In earlier times the village stocks were close to the church gates. They were made in the usual way with a hinge at one end. They were iron bound with stone posts with four holes in them with a low seat for the culprit to sit upon. The seat was fixed so that the villains backs could not touch the wall.

There was a village prison (noted in the 1839 Parish Survey), where more serious sinners were held.
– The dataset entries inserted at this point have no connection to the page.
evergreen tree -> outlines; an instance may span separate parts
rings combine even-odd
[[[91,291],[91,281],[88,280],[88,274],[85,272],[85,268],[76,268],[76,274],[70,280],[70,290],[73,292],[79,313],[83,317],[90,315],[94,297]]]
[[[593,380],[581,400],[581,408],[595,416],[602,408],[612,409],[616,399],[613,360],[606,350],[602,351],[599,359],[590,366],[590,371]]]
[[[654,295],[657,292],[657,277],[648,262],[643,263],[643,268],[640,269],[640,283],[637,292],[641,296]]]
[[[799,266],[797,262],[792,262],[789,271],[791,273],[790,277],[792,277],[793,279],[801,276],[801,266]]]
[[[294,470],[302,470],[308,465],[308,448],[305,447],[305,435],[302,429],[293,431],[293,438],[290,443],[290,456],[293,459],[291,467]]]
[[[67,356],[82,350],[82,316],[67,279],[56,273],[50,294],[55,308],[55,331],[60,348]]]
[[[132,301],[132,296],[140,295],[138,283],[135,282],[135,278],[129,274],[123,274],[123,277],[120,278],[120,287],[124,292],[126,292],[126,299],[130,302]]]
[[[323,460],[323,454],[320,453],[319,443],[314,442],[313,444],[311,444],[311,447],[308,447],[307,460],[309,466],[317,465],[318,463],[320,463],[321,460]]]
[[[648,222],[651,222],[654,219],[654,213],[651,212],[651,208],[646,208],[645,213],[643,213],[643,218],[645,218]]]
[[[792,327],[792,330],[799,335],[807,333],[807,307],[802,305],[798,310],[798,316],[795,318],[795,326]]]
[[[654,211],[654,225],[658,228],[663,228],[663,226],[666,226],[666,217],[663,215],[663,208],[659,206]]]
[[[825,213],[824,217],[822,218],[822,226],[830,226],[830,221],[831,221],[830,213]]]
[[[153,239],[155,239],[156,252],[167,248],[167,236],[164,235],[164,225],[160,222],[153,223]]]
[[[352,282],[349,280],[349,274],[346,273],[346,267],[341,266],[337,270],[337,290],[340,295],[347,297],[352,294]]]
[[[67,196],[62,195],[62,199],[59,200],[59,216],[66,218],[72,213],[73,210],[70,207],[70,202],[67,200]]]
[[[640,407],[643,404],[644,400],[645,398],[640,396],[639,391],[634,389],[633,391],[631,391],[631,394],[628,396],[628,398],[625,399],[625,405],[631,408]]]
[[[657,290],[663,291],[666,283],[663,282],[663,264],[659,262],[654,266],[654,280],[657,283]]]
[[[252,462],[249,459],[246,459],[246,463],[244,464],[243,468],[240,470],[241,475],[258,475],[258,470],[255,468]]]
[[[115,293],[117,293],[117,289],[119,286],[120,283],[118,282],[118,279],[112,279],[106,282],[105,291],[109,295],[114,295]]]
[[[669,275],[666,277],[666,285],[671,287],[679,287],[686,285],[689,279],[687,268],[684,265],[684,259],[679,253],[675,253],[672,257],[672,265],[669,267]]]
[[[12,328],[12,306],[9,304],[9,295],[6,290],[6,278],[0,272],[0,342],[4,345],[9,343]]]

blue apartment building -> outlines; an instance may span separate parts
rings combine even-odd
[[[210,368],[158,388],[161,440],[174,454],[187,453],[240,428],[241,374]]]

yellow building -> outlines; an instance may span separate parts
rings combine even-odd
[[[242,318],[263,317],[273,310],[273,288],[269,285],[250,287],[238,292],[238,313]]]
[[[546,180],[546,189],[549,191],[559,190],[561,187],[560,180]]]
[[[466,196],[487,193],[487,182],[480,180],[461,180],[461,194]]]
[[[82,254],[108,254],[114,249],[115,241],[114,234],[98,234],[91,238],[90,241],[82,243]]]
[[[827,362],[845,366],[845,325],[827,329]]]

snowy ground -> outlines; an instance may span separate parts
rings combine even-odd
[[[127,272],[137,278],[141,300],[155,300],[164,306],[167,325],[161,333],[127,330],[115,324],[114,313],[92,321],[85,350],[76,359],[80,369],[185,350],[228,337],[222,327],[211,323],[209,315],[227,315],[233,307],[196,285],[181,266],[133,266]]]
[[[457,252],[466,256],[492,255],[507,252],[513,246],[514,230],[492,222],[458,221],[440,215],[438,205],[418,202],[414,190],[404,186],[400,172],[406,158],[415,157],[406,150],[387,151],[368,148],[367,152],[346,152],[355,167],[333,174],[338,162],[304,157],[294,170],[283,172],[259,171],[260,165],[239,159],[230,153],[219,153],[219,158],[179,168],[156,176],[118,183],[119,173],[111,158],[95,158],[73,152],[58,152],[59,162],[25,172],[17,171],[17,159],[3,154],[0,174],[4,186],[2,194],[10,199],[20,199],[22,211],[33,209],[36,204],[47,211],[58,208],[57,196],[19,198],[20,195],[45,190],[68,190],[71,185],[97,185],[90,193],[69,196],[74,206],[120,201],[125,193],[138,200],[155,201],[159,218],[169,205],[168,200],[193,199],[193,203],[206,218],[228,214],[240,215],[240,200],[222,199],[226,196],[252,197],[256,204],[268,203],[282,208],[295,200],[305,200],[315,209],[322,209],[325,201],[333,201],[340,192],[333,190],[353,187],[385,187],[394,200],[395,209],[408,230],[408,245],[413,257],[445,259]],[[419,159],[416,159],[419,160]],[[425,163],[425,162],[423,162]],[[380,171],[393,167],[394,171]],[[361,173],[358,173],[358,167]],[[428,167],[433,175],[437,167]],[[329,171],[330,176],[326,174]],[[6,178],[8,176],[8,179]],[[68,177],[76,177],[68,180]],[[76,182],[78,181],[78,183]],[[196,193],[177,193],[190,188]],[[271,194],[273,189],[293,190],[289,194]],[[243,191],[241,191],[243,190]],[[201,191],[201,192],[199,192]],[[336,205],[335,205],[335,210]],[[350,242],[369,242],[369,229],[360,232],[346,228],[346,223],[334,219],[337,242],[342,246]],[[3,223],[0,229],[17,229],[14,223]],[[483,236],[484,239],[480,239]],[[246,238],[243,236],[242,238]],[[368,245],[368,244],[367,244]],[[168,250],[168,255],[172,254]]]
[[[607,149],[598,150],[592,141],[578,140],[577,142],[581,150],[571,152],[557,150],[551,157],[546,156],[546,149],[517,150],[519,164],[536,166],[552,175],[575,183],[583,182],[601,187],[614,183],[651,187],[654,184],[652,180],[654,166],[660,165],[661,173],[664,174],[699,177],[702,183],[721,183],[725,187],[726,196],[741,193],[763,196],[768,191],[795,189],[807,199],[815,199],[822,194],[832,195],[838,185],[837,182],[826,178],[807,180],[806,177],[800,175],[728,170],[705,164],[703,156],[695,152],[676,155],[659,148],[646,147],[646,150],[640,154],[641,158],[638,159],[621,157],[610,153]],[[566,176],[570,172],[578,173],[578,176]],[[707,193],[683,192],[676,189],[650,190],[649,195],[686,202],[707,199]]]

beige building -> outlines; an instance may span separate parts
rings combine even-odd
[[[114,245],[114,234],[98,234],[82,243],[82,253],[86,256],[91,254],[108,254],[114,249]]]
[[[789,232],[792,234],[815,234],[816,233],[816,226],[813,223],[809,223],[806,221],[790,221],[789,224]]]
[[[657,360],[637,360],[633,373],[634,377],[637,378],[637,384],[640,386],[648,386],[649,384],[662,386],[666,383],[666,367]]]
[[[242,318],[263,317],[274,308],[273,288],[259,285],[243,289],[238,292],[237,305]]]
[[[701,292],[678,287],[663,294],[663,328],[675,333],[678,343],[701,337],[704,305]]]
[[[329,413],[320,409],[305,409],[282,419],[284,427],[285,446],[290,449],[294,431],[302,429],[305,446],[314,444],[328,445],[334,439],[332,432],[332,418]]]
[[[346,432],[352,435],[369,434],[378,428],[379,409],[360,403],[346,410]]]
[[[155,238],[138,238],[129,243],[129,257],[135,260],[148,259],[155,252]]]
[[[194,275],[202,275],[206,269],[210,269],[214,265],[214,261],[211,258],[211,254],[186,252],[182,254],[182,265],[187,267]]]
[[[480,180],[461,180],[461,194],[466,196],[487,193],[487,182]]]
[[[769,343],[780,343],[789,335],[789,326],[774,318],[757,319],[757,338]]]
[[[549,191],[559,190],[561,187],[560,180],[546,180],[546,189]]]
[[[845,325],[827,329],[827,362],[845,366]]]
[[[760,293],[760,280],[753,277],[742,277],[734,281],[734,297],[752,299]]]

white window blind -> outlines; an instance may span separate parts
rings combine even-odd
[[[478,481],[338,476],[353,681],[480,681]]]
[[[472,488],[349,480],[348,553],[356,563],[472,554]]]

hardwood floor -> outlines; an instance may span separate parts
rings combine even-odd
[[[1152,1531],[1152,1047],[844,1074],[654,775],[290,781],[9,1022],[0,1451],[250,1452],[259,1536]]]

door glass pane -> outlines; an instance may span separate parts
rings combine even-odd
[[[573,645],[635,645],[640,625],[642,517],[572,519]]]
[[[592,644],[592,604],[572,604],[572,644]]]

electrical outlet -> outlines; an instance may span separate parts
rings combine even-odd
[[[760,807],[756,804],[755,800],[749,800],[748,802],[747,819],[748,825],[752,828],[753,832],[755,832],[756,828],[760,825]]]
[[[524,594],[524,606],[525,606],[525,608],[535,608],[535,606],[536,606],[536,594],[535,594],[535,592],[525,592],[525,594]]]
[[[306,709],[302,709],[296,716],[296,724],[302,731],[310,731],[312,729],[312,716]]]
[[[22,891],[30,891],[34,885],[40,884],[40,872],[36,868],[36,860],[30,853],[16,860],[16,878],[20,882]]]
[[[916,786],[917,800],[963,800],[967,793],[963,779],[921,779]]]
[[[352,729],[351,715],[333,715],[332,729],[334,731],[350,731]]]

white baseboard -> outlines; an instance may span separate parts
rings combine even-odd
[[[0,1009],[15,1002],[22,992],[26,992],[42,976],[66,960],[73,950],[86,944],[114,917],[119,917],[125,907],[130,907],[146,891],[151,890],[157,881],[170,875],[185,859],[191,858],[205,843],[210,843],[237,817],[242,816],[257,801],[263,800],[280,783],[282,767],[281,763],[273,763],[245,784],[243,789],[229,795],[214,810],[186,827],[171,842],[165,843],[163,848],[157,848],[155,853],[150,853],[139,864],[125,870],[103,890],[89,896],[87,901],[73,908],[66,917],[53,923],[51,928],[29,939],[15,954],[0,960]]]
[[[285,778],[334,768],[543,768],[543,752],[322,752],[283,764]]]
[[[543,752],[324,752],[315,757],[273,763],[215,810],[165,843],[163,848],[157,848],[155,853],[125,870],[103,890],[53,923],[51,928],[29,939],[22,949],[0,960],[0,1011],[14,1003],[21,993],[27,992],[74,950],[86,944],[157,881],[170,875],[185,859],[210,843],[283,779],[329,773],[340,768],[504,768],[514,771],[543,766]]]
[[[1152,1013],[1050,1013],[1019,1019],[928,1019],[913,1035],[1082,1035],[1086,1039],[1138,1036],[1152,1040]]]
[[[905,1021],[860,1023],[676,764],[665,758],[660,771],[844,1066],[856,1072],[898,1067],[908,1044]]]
This was a small dark sparse room under the "old" Parish Rooms, which was eventually used as a toilet before improvement of the buildings occurred.
Information courtesy of the late Joan E. Wragg.

The next police house with its own cell was in Crich Market Place at what is now Crich Butchers.

Old police station at Crich

In 1901 this was replaced with a new police house and cell on The Common, nearly opposite Dial Farm.

Pln of Crich police house

Photo courtesy of John M. Wyles

Photo of Crich ploice house in 1911

Outside the police house on the Common in 1911 celebrating the Coronation of George V,
Sergeant Wyles in at the front

This building is currently a private dwelling.